И тут Корнеев увидел. На донесении, которое Гривцов писал в балагане, значилось именно двое. Лобанов и Белецкий. Белозёрова там не было. Словно его исчезновение ночью никто уже не внес. Словно этой строчки просто не случилось.
Гривцов взял лист в руки. Прочитал. Нахмурился. Потом ещё раз. И ничего не сказал.
Это было хуже любого спора.
Материалы забрали сразу. Тетрадь с записями сигнала тоже. Сначала майор потянулся за ней небрежно, как за приложением. Но, открыв на странице со списком имён, задержал пальцы на бумаге чуть дольше. Корнеев увидел, как тот машинально потёр подушечкой карандашную вмятину, будто проверял, свежая ли запись.
– Это останется у нас, – сказал майор.
– Там мои заметки, – тихо ответил Корнеев.
– Теперь это материал.
Через два часа их развели по разным комнатам. Ещё через день отряд сняли с задания. Формулировка была сухая: в связи с необходимостью переформирования. Никто больше не упоминал ни заимку, ни распадок. На карте этот участок обвели синим карандашом и закрыли сверху другой бумагой.

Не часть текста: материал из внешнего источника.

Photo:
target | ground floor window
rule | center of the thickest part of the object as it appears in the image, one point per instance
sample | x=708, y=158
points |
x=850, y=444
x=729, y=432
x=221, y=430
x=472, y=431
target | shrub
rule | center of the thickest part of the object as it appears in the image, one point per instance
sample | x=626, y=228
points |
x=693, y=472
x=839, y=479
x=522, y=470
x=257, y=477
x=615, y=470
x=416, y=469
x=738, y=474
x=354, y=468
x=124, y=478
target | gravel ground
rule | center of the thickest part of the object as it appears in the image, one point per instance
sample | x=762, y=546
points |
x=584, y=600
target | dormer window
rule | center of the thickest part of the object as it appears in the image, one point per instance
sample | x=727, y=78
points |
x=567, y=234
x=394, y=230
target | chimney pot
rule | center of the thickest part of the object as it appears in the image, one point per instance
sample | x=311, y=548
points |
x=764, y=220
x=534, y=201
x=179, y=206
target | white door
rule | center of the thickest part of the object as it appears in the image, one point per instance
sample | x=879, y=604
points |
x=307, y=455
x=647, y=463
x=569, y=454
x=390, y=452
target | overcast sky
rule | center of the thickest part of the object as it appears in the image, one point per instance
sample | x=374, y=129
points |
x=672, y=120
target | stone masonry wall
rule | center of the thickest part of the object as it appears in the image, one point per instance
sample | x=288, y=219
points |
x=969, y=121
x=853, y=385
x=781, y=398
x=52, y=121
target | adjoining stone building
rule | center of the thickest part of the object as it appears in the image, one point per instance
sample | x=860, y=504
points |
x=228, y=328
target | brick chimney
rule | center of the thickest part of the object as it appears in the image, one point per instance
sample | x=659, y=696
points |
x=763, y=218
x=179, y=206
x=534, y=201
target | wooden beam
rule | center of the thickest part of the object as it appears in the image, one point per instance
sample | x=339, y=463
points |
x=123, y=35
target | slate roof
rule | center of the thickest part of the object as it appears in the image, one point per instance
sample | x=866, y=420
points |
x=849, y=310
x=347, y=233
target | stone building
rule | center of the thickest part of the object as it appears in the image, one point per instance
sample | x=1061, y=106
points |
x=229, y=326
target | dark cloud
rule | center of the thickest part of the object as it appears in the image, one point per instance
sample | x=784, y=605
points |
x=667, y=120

Гривцов уехал первым. Елин молчал всё утро перед отправкой. А Корнеев, уже на грузовике, который вёз его к станции, вдруг ощутил у правого уха знакомое тепло. Как от наушника, который слишком долго прижат к коже.
Он не обернулся.
Спустя сорок лет сигнал вернулся уже без тайги, без войны и без всякой причины
На этом месте рукопись меняла почерк. Линия строк дрогнула, буквы стали старше, суше. Дата наверху стояла уже другая: октябрь 1981 года. Ниже было короткое пояснение, что запись делает тот же Михаил Корнеев, бывший радист, по собственной памяти, потому что официальных бумаг ему никто не показал.
Дальше шёл совсем небольшой фрагмент.
В тот вечер, писал он, он сидел у себя на кухне в обычной городской квартире. Жена ушла к соседке. За окном стучал дождь по жести подоконника. На столе работал маленький бытовой приёмник, ловил музыку сквозь треск. Корнеев чинил вилку от утюга и сперва даже не понял, почему у него похолодела шея.
Потом музыка исчезла.
Пошёл ровный ритм.
Короткая серия. Пауза. Ещё серия.
Он не шевельнулся. Пальцы с отвёрткой застыли у винта. Он просидел так, пока в динамике, сквозь мягкий бытовой шум, не прозвучал знакомый ровный голос:
– Корнеев.
Пауза.
– Четвёртый.
Потом приёмник снова поймал музыку. Жена, когда вернулась, нашла его на кухне в темноте. Свет он не включал, хотя на дворе был вечер. Больше он никому ничего не рассказывал.
На последнем листе не было подписи. Только внизу, тем же карандашом, что и в начале, кто-то приписал одну строку:
«Сигнал шёл и после того, как считать стало некого».
Я перечитала это место три раза. Потом заметила одну странность, которой сперва не было видно. В рукописи два разных почерка, это правда. Но слово «Четвёртый» и в военной записи, и в поздней приписке нажато одинаково, с тем же острым изломом у буквы «т». Такие совпадения я обычно не выписываю отдельно. Это выписала.
***
Одни потом говорили бы просто: усталость, мороз, война, сбившая людям память и счёт. Другие упёрлись бы в слишком конкретные детали: голос называл пропавших по именам, а слово «Четвёртый» пережило и лес, и сорок лет. По бумагам такое дело можно закрыть быстро. Только счёт живых после него всё равно уже не бывает простым.